- O ex-presidente Jair Bolsonaro foi colocado em prisão domiciliar pelo ministro Alexandre de Moraes, do Supremo Tribunal Federal, em 30 de outubro.
- A decisão foi tomada devido ao descumprimento de medidas cautelares impostas anteriormente.
- A segurança na Esplanada dos Ministérios foi reforçada, com bloqueios e aumento da presença policial para evitar aglomerações de apoiadores.
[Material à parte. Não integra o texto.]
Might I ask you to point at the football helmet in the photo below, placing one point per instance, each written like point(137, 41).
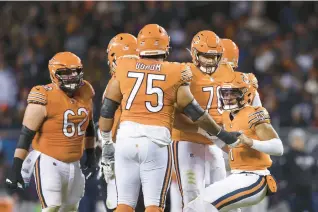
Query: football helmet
point(206, 51)
point(238, 93)
point(123, 44)
point(231, 53)
point(153, 40)
point(66, 71)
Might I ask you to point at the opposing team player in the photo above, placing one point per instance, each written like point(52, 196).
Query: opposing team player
point(58, 123)
point(147, 89)
point(197, 162)
point(250, 180)
point(122, 45)
point(231, 57)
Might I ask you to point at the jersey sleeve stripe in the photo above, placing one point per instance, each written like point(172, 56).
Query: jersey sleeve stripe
point(239, 194)
point(258, 112)
point(37, 93)
point(37, 97)
point(36, 100)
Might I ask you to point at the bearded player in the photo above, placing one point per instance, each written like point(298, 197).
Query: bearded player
point(198, 163)
point(122, 45)
point(147, 89)
point(58, 123)
point(250, 180)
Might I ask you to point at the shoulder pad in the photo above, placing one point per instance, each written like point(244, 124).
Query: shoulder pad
point(38, 94)
point(130, 56)
point(259, 115)
point(186, 74)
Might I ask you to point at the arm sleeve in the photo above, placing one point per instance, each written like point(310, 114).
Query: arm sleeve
point(259, 116)
point(256, 101)
point(272, 147)
point(186, 74)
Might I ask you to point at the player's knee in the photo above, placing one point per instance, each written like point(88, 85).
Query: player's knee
point(51, 209)
point(124, 208)
point(153, 208)
point(70, 208)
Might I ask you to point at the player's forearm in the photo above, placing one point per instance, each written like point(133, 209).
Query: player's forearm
point(272, 147)
point(20, 153)
point(181, 122)
point(208, 124)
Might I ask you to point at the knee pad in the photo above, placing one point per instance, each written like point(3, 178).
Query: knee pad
point(124, 208)
point(153, 208)
point(51, 209)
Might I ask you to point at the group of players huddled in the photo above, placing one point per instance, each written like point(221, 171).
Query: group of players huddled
point(165, 117)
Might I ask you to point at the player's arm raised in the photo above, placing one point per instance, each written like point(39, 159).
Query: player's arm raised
point(269, 142)
point(192, 109)
point(33, 118)
point(111, 101)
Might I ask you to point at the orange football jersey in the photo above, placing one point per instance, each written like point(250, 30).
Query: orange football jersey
point(61, 135)
point(205, 90)
point(243, 157)
point(149, 89)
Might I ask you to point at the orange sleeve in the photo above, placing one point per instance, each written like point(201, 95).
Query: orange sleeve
point(258, 116)
point(38, 95)
point(253, 80)
point(186, 74)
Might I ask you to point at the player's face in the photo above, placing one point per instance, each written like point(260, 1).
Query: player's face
point(69, 79)
point(209, 61)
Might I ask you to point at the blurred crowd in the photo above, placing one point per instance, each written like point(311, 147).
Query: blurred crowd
point(277, 42)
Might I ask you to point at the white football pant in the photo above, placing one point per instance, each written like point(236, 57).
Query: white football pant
point(143, 157)
point(236, 191)
point(58, 184)
point(197, 165)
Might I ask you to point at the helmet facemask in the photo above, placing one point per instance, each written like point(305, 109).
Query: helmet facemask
point(69, 80)
point(207, 62)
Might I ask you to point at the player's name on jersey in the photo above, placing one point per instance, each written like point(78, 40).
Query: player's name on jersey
point(154, 67)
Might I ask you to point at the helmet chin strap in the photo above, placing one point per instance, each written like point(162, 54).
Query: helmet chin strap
point(209, 70)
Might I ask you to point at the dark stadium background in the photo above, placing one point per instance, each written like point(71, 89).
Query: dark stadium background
point(277, 42)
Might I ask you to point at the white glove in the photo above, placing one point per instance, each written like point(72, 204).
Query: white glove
point(108, 169)
point(108, 156)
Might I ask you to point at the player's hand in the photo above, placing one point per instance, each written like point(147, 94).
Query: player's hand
point(245, 140)
point(230, 138)
point(108, 168)
point(90, 166)
point(14, 181)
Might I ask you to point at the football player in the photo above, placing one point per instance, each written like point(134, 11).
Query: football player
point(250, 180)
point(122, 45)
point(231, 57)
point(58, 123)
point(198, 162)
point(147, 89)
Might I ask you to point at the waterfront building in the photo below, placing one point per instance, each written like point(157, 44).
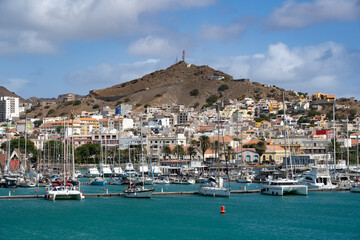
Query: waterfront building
point(9, 108)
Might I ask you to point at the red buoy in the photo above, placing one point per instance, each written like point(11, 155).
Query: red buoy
point(222, 211)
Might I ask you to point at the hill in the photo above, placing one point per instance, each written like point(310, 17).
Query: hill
point(174, 84)
point(5, 92)
point(181, 83)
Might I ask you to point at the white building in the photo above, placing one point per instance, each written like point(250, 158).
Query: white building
point(9, 108)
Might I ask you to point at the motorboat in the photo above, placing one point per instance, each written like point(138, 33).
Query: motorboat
point(118, 172)
point(355, 188)
point(26, 183)
point(105, 170)
point(318, 178)
point(129, 169)
point(186, 181)
point(244, 177)
point(98, 181)
point(92, 172)
point(137, 192)
point(63, 193)
point(214, 187)
point(280, 187)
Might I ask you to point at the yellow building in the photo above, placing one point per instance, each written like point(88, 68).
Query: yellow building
point(88, 125)
point(273, 153)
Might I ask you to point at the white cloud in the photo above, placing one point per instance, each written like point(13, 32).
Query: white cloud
point(39, 26)
point(107, 74)
point(16, 84)
point(293, 15)
point(153, 46)
point(232, 31)
point(325, 67)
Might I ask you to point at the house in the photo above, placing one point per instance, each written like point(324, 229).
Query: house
point(248, 155)
point(273, 153)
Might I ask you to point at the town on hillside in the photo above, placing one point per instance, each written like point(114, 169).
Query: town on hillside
point(245, 132)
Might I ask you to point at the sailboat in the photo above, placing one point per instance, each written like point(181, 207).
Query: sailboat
point(280, 187)
point(139, 192)
point(65, 191)
point(215, 184)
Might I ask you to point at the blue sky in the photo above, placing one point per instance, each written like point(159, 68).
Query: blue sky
point(52, 47)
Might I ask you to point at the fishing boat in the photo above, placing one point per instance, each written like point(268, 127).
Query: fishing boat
point(92, 172)
point(214, 187)
point(118, 172)
point(105, 170)
point(355, 188)
point(63, 193)
point(318, 178)
point(66, 191)
point(280, 187)
point(184, 180)
point(98, 181)
point(244, 177)
point(139, 192)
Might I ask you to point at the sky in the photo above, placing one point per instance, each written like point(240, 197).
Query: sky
point(53, 47)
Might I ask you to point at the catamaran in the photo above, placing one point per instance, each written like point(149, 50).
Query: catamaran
point(65, 191)
point(139, 192)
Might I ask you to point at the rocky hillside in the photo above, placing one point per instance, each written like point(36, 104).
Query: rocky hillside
point(176, 83)
point(5, 92)
point(181, 83)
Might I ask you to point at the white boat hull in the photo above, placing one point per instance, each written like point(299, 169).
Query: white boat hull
point(138, 193)
point(214, 191)
point(64, 195)
point(284, 190)
point(355, 189)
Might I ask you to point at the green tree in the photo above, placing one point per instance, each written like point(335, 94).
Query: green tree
point(178, 151)
point(260, 147)
point(37, 123)
point(166, 151)
point(31, 151)
point(191, 151)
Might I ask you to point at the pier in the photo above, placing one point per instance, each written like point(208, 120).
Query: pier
point(95, 195)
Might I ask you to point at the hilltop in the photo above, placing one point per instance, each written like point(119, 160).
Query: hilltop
point(174, 84)
point(180, 83)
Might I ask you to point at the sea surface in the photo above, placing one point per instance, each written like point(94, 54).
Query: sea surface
point(320, 215)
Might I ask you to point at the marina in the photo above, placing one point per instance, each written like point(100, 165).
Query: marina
point(248, 212)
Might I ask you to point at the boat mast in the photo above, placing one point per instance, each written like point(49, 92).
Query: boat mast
point(285, 136)
point(142, 152)
point(334, 129)
point(347, 144)
point(357, 151)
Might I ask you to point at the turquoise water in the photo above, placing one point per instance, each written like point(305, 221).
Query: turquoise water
point(328, 215)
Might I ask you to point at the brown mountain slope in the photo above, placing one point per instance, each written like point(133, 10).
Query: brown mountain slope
point(173, 85)
point(5, 92)
point(169, 86)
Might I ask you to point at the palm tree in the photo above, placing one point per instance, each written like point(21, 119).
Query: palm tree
point(204, 144)
point(192, 151)
point(166, 151)
point(179, 151)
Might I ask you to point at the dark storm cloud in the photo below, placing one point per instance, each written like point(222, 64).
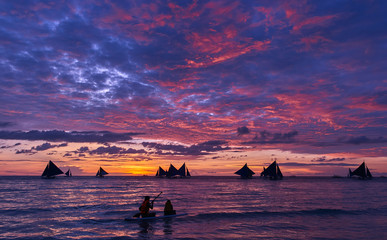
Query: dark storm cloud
point(266, 137)
point(202, 68)
point(56, 136)
point(243, 130)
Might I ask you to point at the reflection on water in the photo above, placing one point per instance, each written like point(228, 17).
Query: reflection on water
point(218, 208)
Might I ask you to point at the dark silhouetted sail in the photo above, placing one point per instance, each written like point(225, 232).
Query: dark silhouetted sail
point(68, 173)
point(362, 171)
point(161, 172)
point(51, 170)
point(101, 172)
point(273, 172)
point(245, 172)
point(183, 171)
point(172, 171)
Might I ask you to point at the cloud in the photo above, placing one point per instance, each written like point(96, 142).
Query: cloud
point(194, 150)
point(296, 164)
point(324, 159)
point(47, 145)
point(6, 124)
point(243, 130)
point(43, 147)
point(363, 140)
point(16, 144)
point(266, 137)
point(115, 150)
point(56, 136)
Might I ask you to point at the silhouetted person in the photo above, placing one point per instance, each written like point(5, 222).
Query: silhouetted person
point(145, 207)
point(168, 208)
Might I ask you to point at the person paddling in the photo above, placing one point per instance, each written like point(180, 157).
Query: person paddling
point(168, 208)
point(145, 207)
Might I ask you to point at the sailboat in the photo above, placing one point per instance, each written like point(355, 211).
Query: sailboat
point(272, 172)
point(172, 171)
point(183, 171)
point(68, 173)
point(51, 170)
point(161, 172)
point(245, 172)
point(362, 171)
point(101, 172)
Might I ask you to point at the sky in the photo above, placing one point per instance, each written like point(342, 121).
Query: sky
point(134, 85)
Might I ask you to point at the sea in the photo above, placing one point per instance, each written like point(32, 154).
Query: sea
point(216, 207)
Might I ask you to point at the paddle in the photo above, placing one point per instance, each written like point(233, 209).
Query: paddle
point(139, 214)
point(156, 198)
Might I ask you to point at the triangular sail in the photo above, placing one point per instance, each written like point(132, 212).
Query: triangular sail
point(101, 172)
point(183, 171)
point(161, 172)
point(245, 172)
point(362, 171)
point(172, 171)
point(68, 173)
point(279, 173)
point(369, 173)
point(272, 171)
point(51, 170)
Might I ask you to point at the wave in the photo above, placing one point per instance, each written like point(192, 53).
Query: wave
point(291, 213)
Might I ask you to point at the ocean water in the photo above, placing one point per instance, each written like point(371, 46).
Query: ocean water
point(217, 208)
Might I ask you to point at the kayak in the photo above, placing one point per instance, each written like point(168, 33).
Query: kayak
point(132, 219)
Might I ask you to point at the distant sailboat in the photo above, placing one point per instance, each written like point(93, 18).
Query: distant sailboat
point(68, 173)
point(362, 171)
point(101, 172)
point(272, 172)
point(51, 170)
point(183, 171)
point(161, 172)
point(172, 171)
point(245, 172)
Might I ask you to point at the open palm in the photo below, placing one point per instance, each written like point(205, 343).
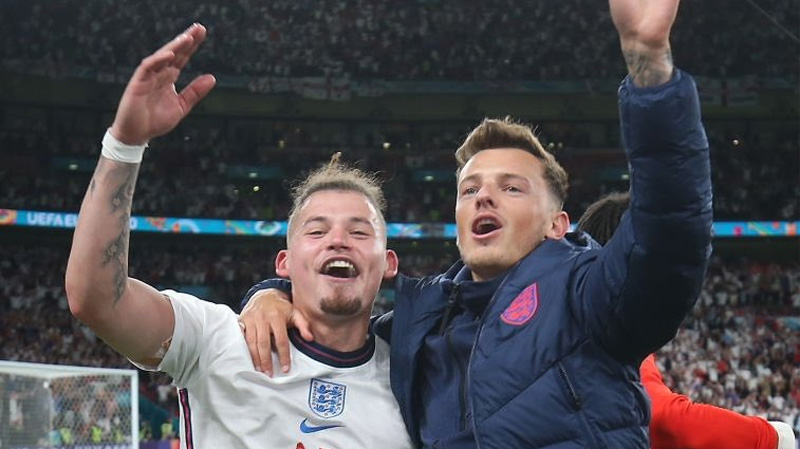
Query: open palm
point(644, 22)
point(150, 105)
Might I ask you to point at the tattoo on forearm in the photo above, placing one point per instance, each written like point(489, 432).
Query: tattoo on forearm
point(115, 253)
point(647, 70)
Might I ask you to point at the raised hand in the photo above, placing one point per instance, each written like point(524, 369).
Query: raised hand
point(264, 322)
point(150, 105)
point(644, 27)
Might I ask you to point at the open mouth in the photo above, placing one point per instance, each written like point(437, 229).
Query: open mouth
point(485, 226)
point(340, 268)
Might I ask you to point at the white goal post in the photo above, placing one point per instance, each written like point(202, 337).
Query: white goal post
point(59, 406)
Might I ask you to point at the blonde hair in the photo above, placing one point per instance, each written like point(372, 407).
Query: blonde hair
point(337, 175)
point(506, 133)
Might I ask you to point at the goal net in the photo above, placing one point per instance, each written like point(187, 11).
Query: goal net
point(57, 406)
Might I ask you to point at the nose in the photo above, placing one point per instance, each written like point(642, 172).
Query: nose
point(339, 238)
point(485, 197)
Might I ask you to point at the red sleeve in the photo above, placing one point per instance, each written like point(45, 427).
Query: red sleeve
point(678, 423)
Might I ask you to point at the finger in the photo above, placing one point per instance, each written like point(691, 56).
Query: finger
point(196, 91)
point(265, 351)
point(251, 337)
point(301, 323)
point(180, 43)
point(198, 34)
point(281, 341)
point(153, 64)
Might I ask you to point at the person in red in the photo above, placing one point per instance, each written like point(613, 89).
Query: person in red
point(677, 422)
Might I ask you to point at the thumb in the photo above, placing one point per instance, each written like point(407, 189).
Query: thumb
point(301, 323)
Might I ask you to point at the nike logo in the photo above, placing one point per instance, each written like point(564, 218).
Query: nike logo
point(305, 428)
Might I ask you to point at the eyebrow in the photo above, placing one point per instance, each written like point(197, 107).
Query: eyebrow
point(503, 177)
point(324, 220)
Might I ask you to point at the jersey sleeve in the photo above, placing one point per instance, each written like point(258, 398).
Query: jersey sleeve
point(194, 340)
point(679, 423)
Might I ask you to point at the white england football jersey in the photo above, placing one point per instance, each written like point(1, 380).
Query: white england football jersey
point(328, 400)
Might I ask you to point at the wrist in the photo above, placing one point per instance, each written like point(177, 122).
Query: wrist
point(118, 151)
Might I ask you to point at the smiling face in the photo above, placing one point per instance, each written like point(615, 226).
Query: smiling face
point(336, 256)
point(504, 210)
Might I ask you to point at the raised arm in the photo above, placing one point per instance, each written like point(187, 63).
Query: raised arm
point(648, 276)
point(129, 315)
point(644, 27)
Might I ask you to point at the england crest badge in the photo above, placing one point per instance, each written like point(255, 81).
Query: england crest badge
point(326, 399)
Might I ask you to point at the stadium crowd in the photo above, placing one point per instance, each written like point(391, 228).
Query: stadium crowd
point(379, 39)
point(740, 349)
point(202, 169)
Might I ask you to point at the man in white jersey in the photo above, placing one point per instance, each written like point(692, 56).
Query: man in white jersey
point(337, 393)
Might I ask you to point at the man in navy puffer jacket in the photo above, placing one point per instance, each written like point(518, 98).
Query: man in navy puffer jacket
point(534, 339)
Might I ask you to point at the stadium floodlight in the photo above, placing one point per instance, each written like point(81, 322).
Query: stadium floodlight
point(57, 406)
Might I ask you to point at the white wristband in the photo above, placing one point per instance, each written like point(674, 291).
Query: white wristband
point(117, 151)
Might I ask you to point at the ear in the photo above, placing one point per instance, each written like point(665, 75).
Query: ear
point(559, 227)
point(391, 265)
point(282, 263)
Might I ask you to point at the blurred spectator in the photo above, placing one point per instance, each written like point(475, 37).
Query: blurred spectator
point(363, 39)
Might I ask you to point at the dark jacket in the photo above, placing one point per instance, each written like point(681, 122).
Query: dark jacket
point(555, 361)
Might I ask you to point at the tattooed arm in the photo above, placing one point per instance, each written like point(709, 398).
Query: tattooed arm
point(644, 27)
point(131, 316)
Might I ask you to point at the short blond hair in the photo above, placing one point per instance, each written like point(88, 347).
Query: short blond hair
point(336, 175)
point(507, 133)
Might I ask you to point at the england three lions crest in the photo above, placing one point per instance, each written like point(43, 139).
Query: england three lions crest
point(326, 399)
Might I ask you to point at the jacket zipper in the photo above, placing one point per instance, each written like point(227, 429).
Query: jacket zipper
point(577, 404)
point(451, 304)
point(576, 401)
point(446, 330)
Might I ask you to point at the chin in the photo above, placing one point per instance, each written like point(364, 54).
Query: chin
point(343, 307)
point(488, 266)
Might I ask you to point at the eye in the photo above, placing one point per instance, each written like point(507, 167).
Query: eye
point(469, 191)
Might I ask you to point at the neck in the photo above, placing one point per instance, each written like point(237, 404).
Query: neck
point(343, 336)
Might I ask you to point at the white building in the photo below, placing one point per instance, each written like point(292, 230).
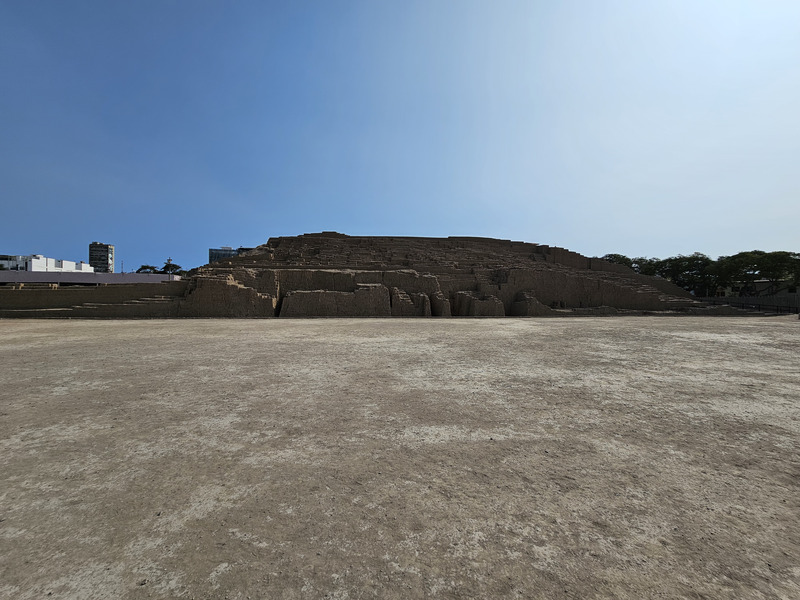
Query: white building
point(42, 264)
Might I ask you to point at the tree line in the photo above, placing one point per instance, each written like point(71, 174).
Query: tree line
point(169, 268)
point(703, 276)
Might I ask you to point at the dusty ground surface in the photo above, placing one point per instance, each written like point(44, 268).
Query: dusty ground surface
point(561, 458)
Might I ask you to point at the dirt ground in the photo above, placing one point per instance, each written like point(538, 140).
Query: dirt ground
point(637, 457)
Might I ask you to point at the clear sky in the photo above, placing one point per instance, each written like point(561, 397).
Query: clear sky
point(167, 127)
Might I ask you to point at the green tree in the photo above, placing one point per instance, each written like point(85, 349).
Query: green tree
point(618, 259)
point(171, 268)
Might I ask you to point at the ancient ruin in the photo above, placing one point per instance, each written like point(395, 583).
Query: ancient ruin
point(334, 275)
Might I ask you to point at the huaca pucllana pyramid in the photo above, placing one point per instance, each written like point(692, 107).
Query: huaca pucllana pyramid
point(334, 275)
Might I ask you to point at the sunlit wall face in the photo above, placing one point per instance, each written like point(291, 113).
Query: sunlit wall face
point(167, 128)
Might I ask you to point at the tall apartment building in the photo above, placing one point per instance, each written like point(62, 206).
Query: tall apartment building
point(101, 257)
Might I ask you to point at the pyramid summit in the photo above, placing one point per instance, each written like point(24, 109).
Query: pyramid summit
point(331, 274)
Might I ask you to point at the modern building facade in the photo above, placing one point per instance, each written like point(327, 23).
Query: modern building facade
point(41, 264)
point(101, 257)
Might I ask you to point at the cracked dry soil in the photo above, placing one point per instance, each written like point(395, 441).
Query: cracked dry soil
point(641, 457)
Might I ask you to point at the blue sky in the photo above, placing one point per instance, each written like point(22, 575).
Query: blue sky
point(168, 127)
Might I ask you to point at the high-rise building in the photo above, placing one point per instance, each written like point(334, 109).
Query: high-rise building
point(101, 257)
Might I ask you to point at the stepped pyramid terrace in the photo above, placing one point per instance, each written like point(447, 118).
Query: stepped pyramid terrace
point(335, 275)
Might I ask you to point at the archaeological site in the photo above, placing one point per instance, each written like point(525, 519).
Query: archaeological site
point(335, 275)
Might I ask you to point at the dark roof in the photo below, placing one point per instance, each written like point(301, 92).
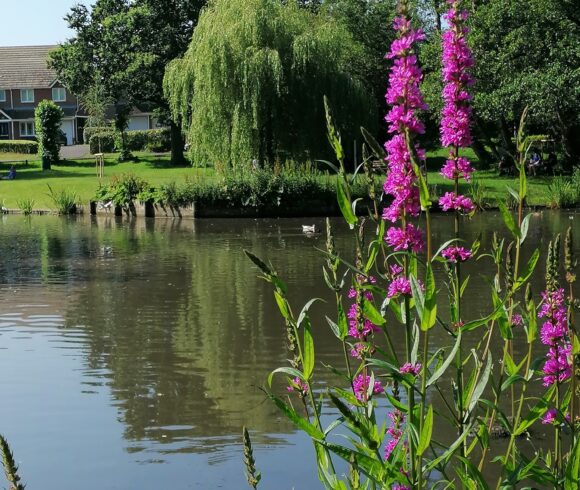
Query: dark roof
point(28, 113)
point(25, 67)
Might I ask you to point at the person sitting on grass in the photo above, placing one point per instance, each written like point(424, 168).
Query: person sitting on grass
point(11, 174)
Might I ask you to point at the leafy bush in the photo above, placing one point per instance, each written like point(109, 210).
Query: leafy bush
point(563, 193)
point(156, 140)
point(91, 130)
point(64, 200)
point(122, 190)
point(26, 205)
point(19, 146)
point(47, 119)
point(102, 142)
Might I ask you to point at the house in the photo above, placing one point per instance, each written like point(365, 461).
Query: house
point(25, 80)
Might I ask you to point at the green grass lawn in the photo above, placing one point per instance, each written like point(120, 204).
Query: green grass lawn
point(80, 176)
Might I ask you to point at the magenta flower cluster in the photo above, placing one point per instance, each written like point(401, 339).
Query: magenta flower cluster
point(395, 431)
point(409, 368)
point(298, 386)
point(556, 335)
point(456, 254)
point(361, 385)
point(405, 98)
point(360, 328)
point(456, 116)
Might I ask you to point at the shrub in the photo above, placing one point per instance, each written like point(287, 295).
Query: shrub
point(26, 205)
point(123, 190)
point(19, 146)
point(91, 130)
point(156, 140)
point(64, 200)
point(562, 193)
point(102, 142)
point(47, 119)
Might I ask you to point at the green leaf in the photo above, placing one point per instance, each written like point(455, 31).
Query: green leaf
point(572, 481)
point(514, 378)
point(342, 321)
point(372, 314)
point(528, 270)
point(509, 220)
point(430, 311)
point(447, 454)
point(294, 373)
point(282, 305)
point(524, 228)
point(371, 467)
point(482, 383)
point(425, 437)
point(441, 370)
point(304, 312)
point(296, 419)
point(344, 203)
point(536, 412)
point(308, 351)
point(532, 326)
point(424, 197)
point(418, 296)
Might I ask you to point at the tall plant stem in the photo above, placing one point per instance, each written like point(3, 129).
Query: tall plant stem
point(410, 389)
point(459, 355)
point(574, 366)
point(425, 356)
point(310, 394)
point(520, 403)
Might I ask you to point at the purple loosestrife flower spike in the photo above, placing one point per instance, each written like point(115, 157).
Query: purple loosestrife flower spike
point(405, 99)
point(456, 115)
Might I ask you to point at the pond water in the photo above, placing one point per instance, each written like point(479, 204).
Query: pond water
point(133, 352)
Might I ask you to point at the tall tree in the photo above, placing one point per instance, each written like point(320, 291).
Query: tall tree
point(528, 54)
point(251, 85)
point(370, 23)
point(124, 46)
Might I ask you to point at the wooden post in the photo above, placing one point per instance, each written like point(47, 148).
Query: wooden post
point(100, 165)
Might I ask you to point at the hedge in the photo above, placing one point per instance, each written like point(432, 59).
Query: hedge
point(19, 146)
point(89, 131)
point(156, 140)
point(107, 142)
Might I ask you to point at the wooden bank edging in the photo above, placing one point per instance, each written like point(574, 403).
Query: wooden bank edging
point(214, 210)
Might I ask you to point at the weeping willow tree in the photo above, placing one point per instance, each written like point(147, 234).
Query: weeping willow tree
point(252, 82)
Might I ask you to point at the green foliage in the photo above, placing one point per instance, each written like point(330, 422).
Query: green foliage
point(563, 193)
point(123, 190)
point(157, 140)
point(252, 82)
point(528, 54)
point(65, 200)
point(19, 146)
point(120, 51)
point(47, 119)
point(103, 142)
point(91, 130)
point(26, 205)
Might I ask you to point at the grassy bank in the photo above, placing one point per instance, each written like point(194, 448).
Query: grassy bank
point(80, 176)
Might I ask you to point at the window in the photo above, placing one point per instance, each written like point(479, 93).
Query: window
point(27, 128)
point(59, 94)
point(27, 95)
- Os protestos incluíram buzinaços e uma carreata em direção ao local onde Bolsonaro cumpre a pena, com manifestantes criticando a decisão judicial.
- A situação gera preocupações sobre a possibilidade de novos episódios de violência, em um contexto de polarização política.
Prisão Domiciliar de Bolsonaro Gera Tensão em Brasília
O ex-presidente Jair Bolsonaro foi colocado em prisão domiciliar pelo ministro Alexandre de Moraes, do Supremo Tribunal Federal (STF), nesta segunda-feira, 30 de outubro. A decisão, que ocorre em meio a um clima de polarização política, foi motivada pelo descumprimento de medidas cautelares impostas ao ex-mandatário.
Após a determinação, a segurança na Esplanada dos Ministérios foi intensificada. A Polícia Militar do Distrito Federal (PMDF) bloqueou o acesso à área e aumentou a presença de agentes para evitar aglomerações de apoiadores de Bolsonaro, que se mobilizaram em protestos. A ordem de isolamento foi uma resposta a manifestações que começaram a se formar nas cercanias do local.
Medidas de Segurança
A segurança foi reforçada em diversos pontos estratégicos de Brasília, incluindo o Palácio do Planalto e o Congresso Nacional. Grades de contenção foram instaladas, e viaturas da PMDF foram posicionadas em locais-chave para garantir a ordem. O Gabinete de Segurança Institucional (GSI) também cercou a área com barreiras físicas, uma medida que já havia sido adotada anteriormente.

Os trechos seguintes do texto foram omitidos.